Even if a sale is five, 10 or 15 years away, it’s worthwhile for an MSP to start learning how potential private equity acquirers are likely to value their company, according to investor Hannah Paige.
As busy as MSP owners are, it pays off to carve out a half hour every week—or even every month—to “better understand what we’re looking for and how to grow your business accordingly,” she told an audience of MSPs Monday during the XChange March 2024 conference.
“Make sure you’re aware of all the options out there so you’re maximizing that end value,” said Paige, director at New York-based investment firm Worklyn Partners.
[Related: Preparing An MSP For Private Equity: ITPartners+ CEO Lays It Out]
As part of her aim of demystifying the M&A process, Paige provided “really key points for any organization that is new to looking at how a private equity firm can come in and help them,” said Raymond Ribble, founder and CEO of Gardena, Calif.-based SPHER.
Without a doubt, it’s crucial for MSPs to go through the exercise of “introspectively looking at their business” prior to pursuing a sale, Ribble said.
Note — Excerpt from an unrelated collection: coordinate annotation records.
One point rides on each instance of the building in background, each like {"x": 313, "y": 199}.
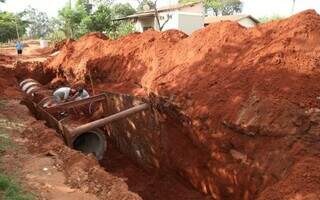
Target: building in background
{"x": 184, "y": 17}
{"x": 244, "y": 20}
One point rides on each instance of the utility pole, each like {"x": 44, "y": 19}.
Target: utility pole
{"x": 293, "y": 6}
{"x": 17, "y": 29}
That way, an MSP can determine, “What do I need to do before I’m ready to have that conversation?”
The session at XChange, which is hosted by CRN parent The Channel Company and held this week in Orlando, Fla., also included a number of useful qualitative criteria that private equity investors will assess, Ribble said. This included information around the often-discussed issue of the “long tail” of legacy SMB customers that are not profitable for the MSPs, he said.
Ribble also said he appreciated the focus on “buyer archetypes”—including the difference between scenarios where that MSP would be considered the “platform” or the “add-on” by the private equity investor.
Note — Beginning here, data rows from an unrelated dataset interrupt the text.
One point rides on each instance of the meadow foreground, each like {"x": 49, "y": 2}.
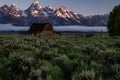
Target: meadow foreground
{"x": 49, "y": 58}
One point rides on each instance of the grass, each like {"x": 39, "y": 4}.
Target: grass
{"x": 63, "y": 58}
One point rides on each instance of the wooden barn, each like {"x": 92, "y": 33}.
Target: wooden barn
{"x": 42, "y": 29}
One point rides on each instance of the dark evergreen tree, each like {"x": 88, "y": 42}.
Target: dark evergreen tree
{"x": 114, "y": 22}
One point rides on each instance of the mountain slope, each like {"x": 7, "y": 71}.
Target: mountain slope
{"x": 38, "y": 14}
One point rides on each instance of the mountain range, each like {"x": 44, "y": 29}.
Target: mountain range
{"x": 36, "y": 13}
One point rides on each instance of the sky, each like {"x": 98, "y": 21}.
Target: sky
{"x": 84, "y": 7}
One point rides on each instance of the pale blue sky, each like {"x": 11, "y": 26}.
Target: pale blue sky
{"x": 84, "y": 7}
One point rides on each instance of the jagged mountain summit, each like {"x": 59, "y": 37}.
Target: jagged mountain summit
{"x": 36, "y": 13}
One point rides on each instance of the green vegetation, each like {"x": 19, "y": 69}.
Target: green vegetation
{"x": 49, "y": 58}
{"x": 114, "y": 22}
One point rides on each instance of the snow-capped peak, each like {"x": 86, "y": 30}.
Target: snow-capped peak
{"x": 36, "y": 2}
{"x": 63, "y": 9}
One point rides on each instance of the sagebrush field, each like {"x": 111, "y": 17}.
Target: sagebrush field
{"x": 49, "y": 58}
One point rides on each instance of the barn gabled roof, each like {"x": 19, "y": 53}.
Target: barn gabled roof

In cases where a private equity buyer has never made an investment in the space, it likely will want to use the MSP as a “platform” and will retain the company’s brand and staff, Paige said. For “add-on” acquisitions, the acquired companies are less likely to keep their employees and brand, she said.
In terms of quantitative criteria, the biggest factors include annual recurring revenue (ARR) and monthly recurring revenue (MRR); revenue mix (specifically the split between managed services and resale revenue); customer retention and churn; and gross margin, according to Paige.
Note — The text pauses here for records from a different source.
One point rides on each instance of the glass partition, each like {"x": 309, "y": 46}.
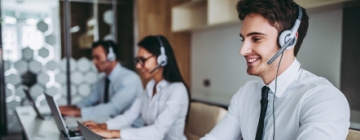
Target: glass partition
{"x": 37, "y": 43}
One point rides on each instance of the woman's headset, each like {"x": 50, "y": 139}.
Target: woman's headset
{"x": 111, "y": 55}
{"x": 162, "y": 58}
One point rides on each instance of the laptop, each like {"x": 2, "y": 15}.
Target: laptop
{"x": 70, "y": 133}
{"x": 90, "y": 135}
{"x": 39, "y": 115}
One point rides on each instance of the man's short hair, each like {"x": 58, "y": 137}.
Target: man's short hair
{"x": 106, "y": 45}
{"x": 281, "y": 14}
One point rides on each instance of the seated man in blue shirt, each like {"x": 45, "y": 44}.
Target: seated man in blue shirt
{"x": 288, "y": 103}
{"x": 113, "y": 93}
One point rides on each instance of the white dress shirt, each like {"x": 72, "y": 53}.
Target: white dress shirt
{"x": 307, "y": 107}
{"x": 164, "y": 113}
{"x": 125, "y": 86}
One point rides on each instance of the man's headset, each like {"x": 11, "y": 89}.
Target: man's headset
{"x": 162, "y": 58}
{"x": 287, "y": 38}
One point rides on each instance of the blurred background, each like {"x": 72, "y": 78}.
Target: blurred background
{"x": 46, "y": 47}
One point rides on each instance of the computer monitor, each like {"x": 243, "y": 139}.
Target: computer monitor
{"x": 60, "y": 123}
{"x": 32, "y": 103}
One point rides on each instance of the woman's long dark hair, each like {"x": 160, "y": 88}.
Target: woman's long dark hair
{"x": 171, "y": 71}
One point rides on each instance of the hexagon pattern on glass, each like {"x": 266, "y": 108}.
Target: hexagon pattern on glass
{"x": 9, "y": 92}
{"x": 12, "y": 104}
{"x": 43, "y": 78}
{"x": 52, "y": 90}
{"x": 43, "y": 52}
{"x": 50, "y": 39}
{"x": 84, "y": 90}
{"x": 27, "y": 53}
{"x": 36, "y": 90}
{"x": 35, "y": 67}
{"x": 60, "y": 78}
{"x": 13, "y": 79}
{"x": 64, "y": 91}
{"x": 72, "y": 64}
{"x": 42, "y": 26}
{"x": 7, "y": 65}
{"x": 76, "y": 78}
{"x": 21, "y": 66}
{"x": 19, "y": 91}
{"x": 52, "y": 65}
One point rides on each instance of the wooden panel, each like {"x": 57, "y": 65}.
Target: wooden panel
{"x": 154, "y": 17}
{"x": 350, "y": 58}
Revenue growth is also “incredibly important” in terms of how a private equity firm will value an MSP, she said. MSPs that can surpass the industry average of 10 percent to 15 percent in annual revenue growth will fetch a much higher valuation, Paige said.
“We want to know that the business is going to keep growing once we acquire it,” she said.
Industry specializations for the MSP are another major influence on valuation, with service providers that focus on health care, manufacturing, financial services and SLED (state, local and education) being among the most valuable in the eyes of private equity investors, according to Paige.
Ultimately though, before considering any other aspects of a potential sale of their business, MSP owners will want to get clear on what their true priorities are, she said.
“What do you really want to get out of a sale? What do you care about? Do you want to keep running your business? Do you want your business to exist with the same brand, the same identity, the same culture, the same people?” Paige said. “Or do you want to maximize cash at close? Are you just trying to retire, live on a beach somewhere? That sounds pretty good, too.”